The surprising success of Mike Huckabee in the Republican primaries forced pundits to confront the power of the Republican Party's base of evangelical Christians and produced a variety of explanations. Mike Huckabee believed that the explanation is simple: God wants him to do well. Many political, social, and religious leaders around the world and throughout history have claimed a divine mandate for their actions, policies, or agenda. In most cases, there is significant resistance from the people this is what makes having a divine mandate so necessary.

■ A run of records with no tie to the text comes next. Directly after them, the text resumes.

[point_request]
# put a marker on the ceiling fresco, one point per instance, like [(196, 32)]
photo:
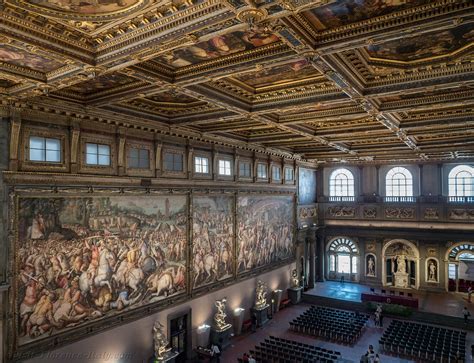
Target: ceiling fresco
[(341, 81), (426, 46), (282, 74), (218, 46), (344, 12)]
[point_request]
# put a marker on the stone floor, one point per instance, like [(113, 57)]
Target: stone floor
[(279, 327), (446, 303)]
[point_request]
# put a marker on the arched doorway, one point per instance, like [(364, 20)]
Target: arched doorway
[(400, 266), (460, 261), (343, 258)]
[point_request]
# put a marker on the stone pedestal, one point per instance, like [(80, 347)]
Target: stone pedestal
[(401, 280), (294, 294), (168, 358), (277, 294), (261, 315), (221, 337)]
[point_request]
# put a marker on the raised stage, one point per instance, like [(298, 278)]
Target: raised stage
[(444, 303)]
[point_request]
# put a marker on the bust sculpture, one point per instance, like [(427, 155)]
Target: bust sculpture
[(161, 344), (261, 295), (295, 281), (220, 315)]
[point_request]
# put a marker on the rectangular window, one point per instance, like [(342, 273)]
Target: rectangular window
[(452, 271), (224, 167), (261, 171), (97, 154), (276, 173), (45, 149), (138, 158), (201, 165), (245, 169), (173, 162)]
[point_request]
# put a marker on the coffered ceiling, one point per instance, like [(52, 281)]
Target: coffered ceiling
[(341, 80)]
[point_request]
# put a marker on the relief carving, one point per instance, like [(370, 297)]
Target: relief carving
[(461, 214), (341, 211), (400, 213)]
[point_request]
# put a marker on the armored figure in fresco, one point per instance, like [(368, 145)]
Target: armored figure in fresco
[(161, 344), (261, 295)]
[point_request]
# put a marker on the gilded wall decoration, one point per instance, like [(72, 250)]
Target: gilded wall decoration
[(343, 12), (461, 214), (265, 231), (308, 212), (431, 213), (399, 213), (218, 46), (424, 46), (213, 239), (341, 211), (370, 212), (86, 258)]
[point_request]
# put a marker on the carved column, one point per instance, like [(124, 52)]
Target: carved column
[(312, 257), (15, 127), (320, 242), (75, 135)]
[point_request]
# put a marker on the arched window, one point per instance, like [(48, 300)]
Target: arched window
[(398, 183), (343, 257), (341, 184), (461, 181)]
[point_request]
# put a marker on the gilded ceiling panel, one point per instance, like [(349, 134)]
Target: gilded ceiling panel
[(425, 47), (27, 58), (218, 46), (343, 12), (285, 74)]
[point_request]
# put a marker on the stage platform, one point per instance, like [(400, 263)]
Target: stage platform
[(443, 303)]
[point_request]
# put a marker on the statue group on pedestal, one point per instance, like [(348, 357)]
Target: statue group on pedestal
[(220, 315), (261, 295), (160, 342)]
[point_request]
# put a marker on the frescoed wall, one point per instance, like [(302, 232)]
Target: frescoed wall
[(86, 258), (265, 231), (213, 239)]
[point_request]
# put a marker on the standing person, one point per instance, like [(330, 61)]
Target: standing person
[(466, 314)]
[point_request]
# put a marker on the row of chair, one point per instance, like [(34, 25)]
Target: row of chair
[(424, 342), (335, 325), (280, 350)]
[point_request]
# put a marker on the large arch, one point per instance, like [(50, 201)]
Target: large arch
[(401, 264), (343, 259), (455, 255)]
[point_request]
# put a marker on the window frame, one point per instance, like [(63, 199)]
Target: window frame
[(45, 150)]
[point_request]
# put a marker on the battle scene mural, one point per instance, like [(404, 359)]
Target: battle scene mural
[(218, 46), (213, 239), (424, 46), (85, 258), (343, 12), (265, 231)]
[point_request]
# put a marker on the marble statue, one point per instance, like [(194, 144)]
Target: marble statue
[(219, 317), (161, 344), (261, 295), (432, 271), (295, 281), (371, 266), (401, 267)]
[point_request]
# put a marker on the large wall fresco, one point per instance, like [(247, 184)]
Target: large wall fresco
[(213, 239), (85, 258), (265, 231)]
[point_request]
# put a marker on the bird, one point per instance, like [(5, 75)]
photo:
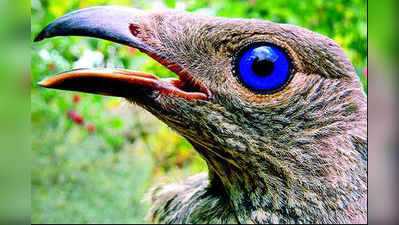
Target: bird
[(276, 111)]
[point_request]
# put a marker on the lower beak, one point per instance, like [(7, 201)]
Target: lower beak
[(118, 82), (117, 24)]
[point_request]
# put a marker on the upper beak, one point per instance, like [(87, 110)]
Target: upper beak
[(117, 24)]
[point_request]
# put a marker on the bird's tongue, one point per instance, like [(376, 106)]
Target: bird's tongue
[(118, 82)]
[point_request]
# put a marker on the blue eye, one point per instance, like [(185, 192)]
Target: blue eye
[(262, 68)]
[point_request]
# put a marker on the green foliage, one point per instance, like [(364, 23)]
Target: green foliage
[(81, 175)]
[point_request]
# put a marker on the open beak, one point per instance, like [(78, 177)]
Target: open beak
[(120, 25)]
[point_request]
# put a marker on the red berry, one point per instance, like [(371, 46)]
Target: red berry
[(75, 116), (76, 98), (90, 128)]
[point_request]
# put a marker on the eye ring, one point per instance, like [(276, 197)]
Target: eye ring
[(290, 71)]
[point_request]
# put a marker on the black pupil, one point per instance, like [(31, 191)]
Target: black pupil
[(262, 67)]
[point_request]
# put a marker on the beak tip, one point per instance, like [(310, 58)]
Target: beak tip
[(42, 83)]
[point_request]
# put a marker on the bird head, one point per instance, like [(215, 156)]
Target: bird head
[(269, 106)]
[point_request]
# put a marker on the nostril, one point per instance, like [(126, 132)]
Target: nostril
[(134, 30)]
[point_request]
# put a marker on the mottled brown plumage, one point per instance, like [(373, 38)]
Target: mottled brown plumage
[(295, 156)]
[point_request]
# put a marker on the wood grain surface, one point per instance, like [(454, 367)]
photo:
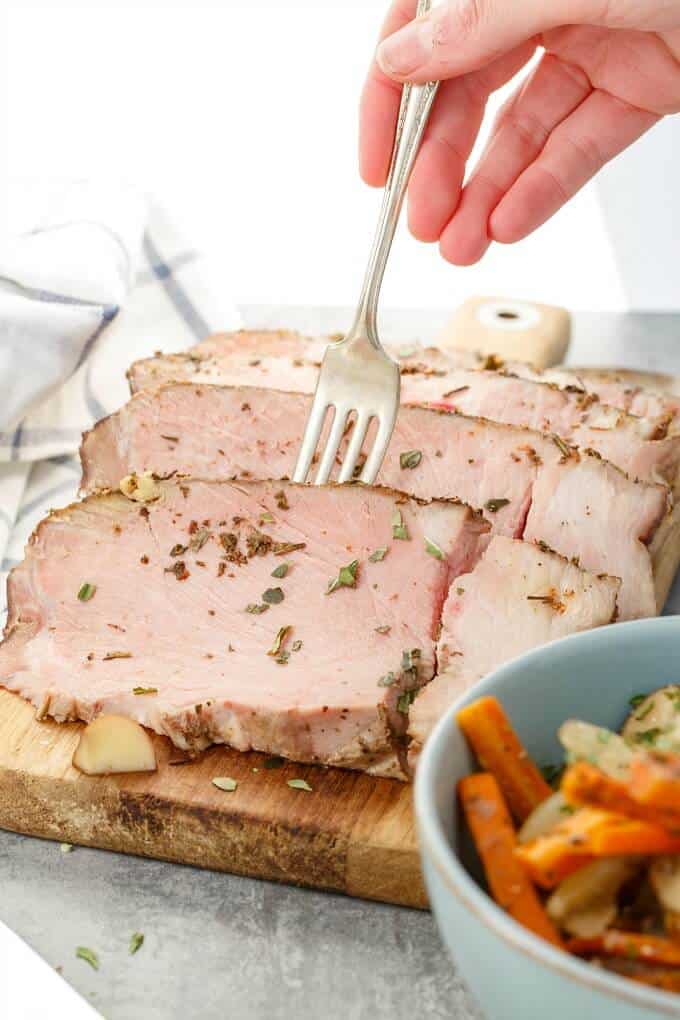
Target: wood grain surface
[(352, 833)]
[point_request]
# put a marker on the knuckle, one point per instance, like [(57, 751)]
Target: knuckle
[(464, 18)]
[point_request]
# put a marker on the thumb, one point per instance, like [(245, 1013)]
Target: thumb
[(461, 36)]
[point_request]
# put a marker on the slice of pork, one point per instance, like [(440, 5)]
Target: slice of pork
[(528, 485), (288, 361), (516, 598), (164, 635)]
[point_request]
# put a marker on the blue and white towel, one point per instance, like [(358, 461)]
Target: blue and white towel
[(103, 282)]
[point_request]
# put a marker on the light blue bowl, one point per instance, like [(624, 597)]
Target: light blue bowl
[(513, 974)]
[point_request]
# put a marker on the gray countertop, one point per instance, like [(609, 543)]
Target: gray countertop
[(217, 946)]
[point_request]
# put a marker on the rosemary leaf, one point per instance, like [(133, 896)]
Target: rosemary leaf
[(224, 782)]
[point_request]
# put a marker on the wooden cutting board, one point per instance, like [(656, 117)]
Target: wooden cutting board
[(353, 833)]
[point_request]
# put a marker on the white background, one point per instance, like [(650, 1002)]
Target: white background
[(241, 117)]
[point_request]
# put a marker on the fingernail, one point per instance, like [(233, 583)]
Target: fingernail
[(407, 50)]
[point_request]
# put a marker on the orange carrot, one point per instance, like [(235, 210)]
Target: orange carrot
[(630, 946), (558, 854), (585, 784), (629, 835), (499, 750), (494, 837), (655, 780), (590, 832)]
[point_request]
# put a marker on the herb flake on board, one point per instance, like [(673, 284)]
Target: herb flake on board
[(224, 782), (300, 784), (279, 640)]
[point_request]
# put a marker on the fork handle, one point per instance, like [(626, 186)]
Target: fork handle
[(414, 111)]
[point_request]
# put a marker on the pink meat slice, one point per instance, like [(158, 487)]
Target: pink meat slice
[(517, 597), (517, 396), (168, 615), (527, 485)]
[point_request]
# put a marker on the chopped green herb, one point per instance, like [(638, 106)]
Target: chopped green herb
[(279, 640), (346, 578), (562, 446), (405, 701), (647, 735), (410, 659), (224, 782), (552, 773), (433, 549), (410, 459), (494, 505), (283, 548), (386, 680), (300, 784), (83, 953), (399, 528)]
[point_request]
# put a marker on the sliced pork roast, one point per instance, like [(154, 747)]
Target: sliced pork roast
[(516, 598), (292, 619), (288, 361), (528, 485)]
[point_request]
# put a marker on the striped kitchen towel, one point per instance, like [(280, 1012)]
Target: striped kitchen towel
[(104, 281)]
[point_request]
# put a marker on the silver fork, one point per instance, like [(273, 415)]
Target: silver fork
[(357, 375)]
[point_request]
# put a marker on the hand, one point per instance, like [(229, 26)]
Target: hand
[(609, 71)]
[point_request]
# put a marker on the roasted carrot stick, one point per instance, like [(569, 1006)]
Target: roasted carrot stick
[(499, 750), (666, 978), (590, 832), (655, 780), (629, 835), (585, 784), (553, 857), (630, 946), (494, 837)]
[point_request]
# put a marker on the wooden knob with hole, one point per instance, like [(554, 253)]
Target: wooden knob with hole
[(516, 330)]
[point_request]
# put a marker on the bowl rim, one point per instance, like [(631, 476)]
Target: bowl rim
[(435, 847)]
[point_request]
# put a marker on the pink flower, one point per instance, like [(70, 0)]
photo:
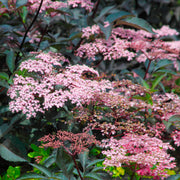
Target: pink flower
[(149, 154)]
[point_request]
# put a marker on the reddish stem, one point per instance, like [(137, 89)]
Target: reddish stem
[(77, 167)]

It's harder for people to resist authoritarian leaders who claim to have God on their side.
Mike Huckabee's claim to have God on his side was direct and unambiguous:
There's only one explanation for it, and it's not a human one. It's the same power that helped a little boy with two fish and five loaves feed a crowd of 5,000 people and that's the only way that our campaign could be doing what it's doing.
And I'm not being facetious nor am I trying to be trite. There literally are thousands of people across who are praying that a little will become much and it has, and it defies all explanation. It has confounded the pundits, and I'm enjoying every minute of their trying to figure it out. And until they look at it from a just experience beyond human, they'll never figure it out. And that's probably just as well. That's honestly why its happening.
Later Mike Huckabee seemed to understand just how arrogant this claim would appear to so many people, so he backpedaled just a little bit by saying that "when people pray, things happen" and that he isn't trying to claim that "God wants me to be elected." Of course, if he doesn't get elected then he can't claim that, but that's the implication of this words above.
It's certainly an implication which many conservative evangelicals would find appealing the belief that George W. Bush was placed in the presidency by the will of God, not by the will of the voters, has been popular with them. It's an idea that contradicts basic democratic principles, but Christian Nationalists have adopted many policy position which are contrary to democracy. Theirs is an authoritarian religion, and authoritarian religion is not entirely compatible with a free, liberal society.